De nombreuses personnalités politiques de tous bords étaient présentes aux côtés du chef de l’État, notamment le président malien, Ibrahim Boubacar Keïta. « Ousmane Tanor Dieng fut un homme de bien, un homme généreux, un homme discipliné et courtois », a insisté le président sénégalais.

À sa droite, les présidents des Assemblées nationales sénégalaise, Moustapha Niasse, et gambienne, Mariam Jack Denton, ainsi que de la présidente du Conseil économique, social et environnemental (CESE) et ancienne Première ministre de Macky Sall, Aminata Touré. Le Chilien Luis Ayala, secrétaire général de l’Internationale socialiste, était également venu pour rendre hommage à celui qui avait succédé à Abdou Diouf à la tête du Parti socialiste sénégalais en 1996.

Le président sortant (au centre) et Ousmane Tanor Dieng, le 27 novembre dernier. © Papa Matar Diop/Présidence Sénégal

Dans les gradins, les compagnons de route d’Ousmane Tanor Dieng étaient venus en masse, tout comme de nombreux élus locaux, des gradés de l’armée, des représentants des ambassade ou encore des ministres sénégalais, les libéraux Sidiki Kaba, ministres des Forces armées, et Aly Ngouille Ndiaye, ministre de l’Intérieur, ou encore le socialiste Serigne Mbaye Thiam, ministre de l’Eau – ces deux derniers ayant été chargés de ramener la dépouille depuis la France. D’anciens ministres, également, à l’image de l’écologiste Haïdar El Ali.

Des opposants aussi. À l’instar de la socialiste « khalifiste » Soham El Wardini, maire de Dakar. Ou encore d’Oumar Sarr et d’El Hadj Amadou Sall, respectivement coordonnateur et porte-parole du Parti démocratique sénégalais d’Abdoulaye Wade. « C’est un hommage national et nous faisons partie de la Nation, nous nous sentons totalement concernés. En plus de nos relations personnelles avec le disparu, nous sommes ici au nom de l’unité émotionnelle et de l’unité culturelle du Sénégal », a expliqué El Hadj Amadou Sall à Jeune Afrique.

Grand officier de l’Ordre national du Lion

Ousmane Tanor Dieng a été élevé au rang de grand chevalier de l'Ordre national du Lion, à titre posthume. © DR / présidence de la République du Sénégal

Au terme d’un discours d’une quinzaine de minutes, Macky Sall a élevé Ousmane Tanor Dieng au rang de grand officier de l’Ordre national du Lion, à titre posthume. Il a également annoncé que l’une des sphères ministérielles, érigée à Diamniadio à quelques kilomètres de là, porterait le nom du socialiste.
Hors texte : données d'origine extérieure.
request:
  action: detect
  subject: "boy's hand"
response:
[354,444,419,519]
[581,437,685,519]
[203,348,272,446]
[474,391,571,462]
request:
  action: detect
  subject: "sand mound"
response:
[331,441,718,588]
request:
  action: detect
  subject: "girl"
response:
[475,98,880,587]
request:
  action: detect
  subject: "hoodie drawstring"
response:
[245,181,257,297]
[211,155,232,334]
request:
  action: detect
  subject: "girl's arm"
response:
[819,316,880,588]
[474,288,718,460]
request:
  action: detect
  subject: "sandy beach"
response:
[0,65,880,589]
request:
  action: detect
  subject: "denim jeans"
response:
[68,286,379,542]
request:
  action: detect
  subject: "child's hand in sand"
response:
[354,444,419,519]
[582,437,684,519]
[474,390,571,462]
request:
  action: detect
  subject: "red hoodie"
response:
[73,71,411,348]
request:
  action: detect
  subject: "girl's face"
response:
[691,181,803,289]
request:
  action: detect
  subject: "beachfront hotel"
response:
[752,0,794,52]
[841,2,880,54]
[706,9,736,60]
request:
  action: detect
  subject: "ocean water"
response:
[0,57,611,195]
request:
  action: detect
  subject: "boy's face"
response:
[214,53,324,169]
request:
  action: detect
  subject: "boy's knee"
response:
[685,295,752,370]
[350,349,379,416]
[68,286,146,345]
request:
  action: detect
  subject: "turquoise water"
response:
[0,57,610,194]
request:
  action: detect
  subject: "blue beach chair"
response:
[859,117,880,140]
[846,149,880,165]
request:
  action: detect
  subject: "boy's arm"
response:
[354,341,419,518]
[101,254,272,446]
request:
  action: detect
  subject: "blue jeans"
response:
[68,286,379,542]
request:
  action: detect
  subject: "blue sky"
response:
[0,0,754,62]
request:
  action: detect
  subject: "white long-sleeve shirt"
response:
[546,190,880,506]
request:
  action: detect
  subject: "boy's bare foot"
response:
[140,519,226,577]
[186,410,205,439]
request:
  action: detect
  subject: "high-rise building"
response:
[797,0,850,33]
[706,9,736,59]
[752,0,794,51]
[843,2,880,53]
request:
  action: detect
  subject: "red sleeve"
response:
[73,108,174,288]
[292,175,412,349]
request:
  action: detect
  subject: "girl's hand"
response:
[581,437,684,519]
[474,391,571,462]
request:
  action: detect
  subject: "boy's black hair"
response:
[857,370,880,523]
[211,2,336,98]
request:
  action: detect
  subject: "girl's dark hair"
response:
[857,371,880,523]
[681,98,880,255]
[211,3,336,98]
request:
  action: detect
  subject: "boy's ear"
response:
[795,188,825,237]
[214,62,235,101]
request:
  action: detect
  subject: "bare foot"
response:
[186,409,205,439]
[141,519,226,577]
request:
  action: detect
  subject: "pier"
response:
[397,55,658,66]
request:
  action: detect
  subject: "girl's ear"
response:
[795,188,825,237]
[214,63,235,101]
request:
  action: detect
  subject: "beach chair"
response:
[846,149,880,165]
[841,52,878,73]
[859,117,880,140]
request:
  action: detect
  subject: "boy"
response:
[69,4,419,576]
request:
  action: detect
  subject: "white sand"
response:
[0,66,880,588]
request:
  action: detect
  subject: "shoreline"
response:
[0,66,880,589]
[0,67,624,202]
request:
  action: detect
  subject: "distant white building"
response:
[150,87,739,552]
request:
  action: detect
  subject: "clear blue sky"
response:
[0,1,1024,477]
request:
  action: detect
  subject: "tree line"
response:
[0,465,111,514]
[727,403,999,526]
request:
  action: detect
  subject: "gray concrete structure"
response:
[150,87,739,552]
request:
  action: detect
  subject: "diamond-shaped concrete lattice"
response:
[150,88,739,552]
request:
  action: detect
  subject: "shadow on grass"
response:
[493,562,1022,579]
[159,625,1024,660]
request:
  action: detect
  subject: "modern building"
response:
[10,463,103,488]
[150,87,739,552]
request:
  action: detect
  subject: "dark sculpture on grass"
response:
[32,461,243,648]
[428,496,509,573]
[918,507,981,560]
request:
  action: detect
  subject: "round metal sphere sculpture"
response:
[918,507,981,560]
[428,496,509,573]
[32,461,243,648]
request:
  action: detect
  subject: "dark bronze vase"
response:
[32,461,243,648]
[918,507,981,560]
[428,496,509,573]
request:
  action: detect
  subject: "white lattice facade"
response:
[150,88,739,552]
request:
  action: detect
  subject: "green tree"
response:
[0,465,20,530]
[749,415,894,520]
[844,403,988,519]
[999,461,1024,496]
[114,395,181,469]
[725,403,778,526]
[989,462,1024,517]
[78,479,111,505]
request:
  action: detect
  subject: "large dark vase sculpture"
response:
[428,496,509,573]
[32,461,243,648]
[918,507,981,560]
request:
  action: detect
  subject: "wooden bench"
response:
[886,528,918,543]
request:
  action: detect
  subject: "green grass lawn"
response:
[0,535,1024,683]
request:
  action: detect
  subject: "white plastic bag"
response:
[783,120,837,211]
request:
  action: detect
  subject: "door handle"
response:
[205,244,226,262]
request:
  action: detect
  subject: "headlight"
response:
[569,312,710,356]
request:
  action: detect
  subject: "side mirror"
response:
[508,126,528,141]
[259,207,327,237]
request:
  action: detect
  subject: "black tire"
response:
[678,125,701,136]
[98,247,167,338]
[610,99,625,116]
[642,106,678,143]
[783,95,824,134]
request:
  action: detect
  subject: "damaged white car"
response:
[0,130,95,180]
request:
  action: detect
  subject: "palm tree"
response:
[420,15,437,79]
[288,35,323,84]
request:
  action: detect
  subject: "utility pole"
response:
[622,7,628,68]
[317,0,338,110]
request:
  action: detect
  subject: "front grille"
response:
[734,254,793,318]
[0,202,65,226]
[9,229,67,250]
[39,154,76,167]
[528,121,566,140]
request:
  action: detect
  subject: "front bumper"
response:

Diplomate de carrière, chef de parti, président du Haut conseil des collectivités territoriales (HCCT)… Macky Sall a encensé le parcours « exceptionnel » et les qualités littéraires de l’ancien collaborateur de Léopold Sédar Senghor, appelé par ce dernier en 1978 alors qu’il cherchait « un conseiller diplomatique qui sache écrire. Une gageure, quand on imagine “écrire” pour le président poète», a souligné le chef de l’État.

« Ousmane Tanor Dieng incarnait une forme d’intégrité, d’élégance et de retenue. Les conversations que j’ai pu avoir avec lui étaient toujours empreintes de subtilité, parfois de malice, mais toujours de distinction et d’élégance. Lui, qui a travaillé avec Senghor et était l’un des principaux alliés de Macky Sall, est un véritable homme d’État. Avec lui, c’est une page de l’histoire politique sénégalaise qui se tourne », a salué l’ambassadeur français Christophe Bigot, interrogé par Jeune Afrique.

« Tanor avait une grande idée de la politique et de l’adversité politique », a résumé Macky Sall, avant de faire ses adieux et d’accompagner Ousmane Tanor Dieng vers son village natal, Nguéniène, près de Mbour. « Son royaume d’enfance et sa dernière demeure ».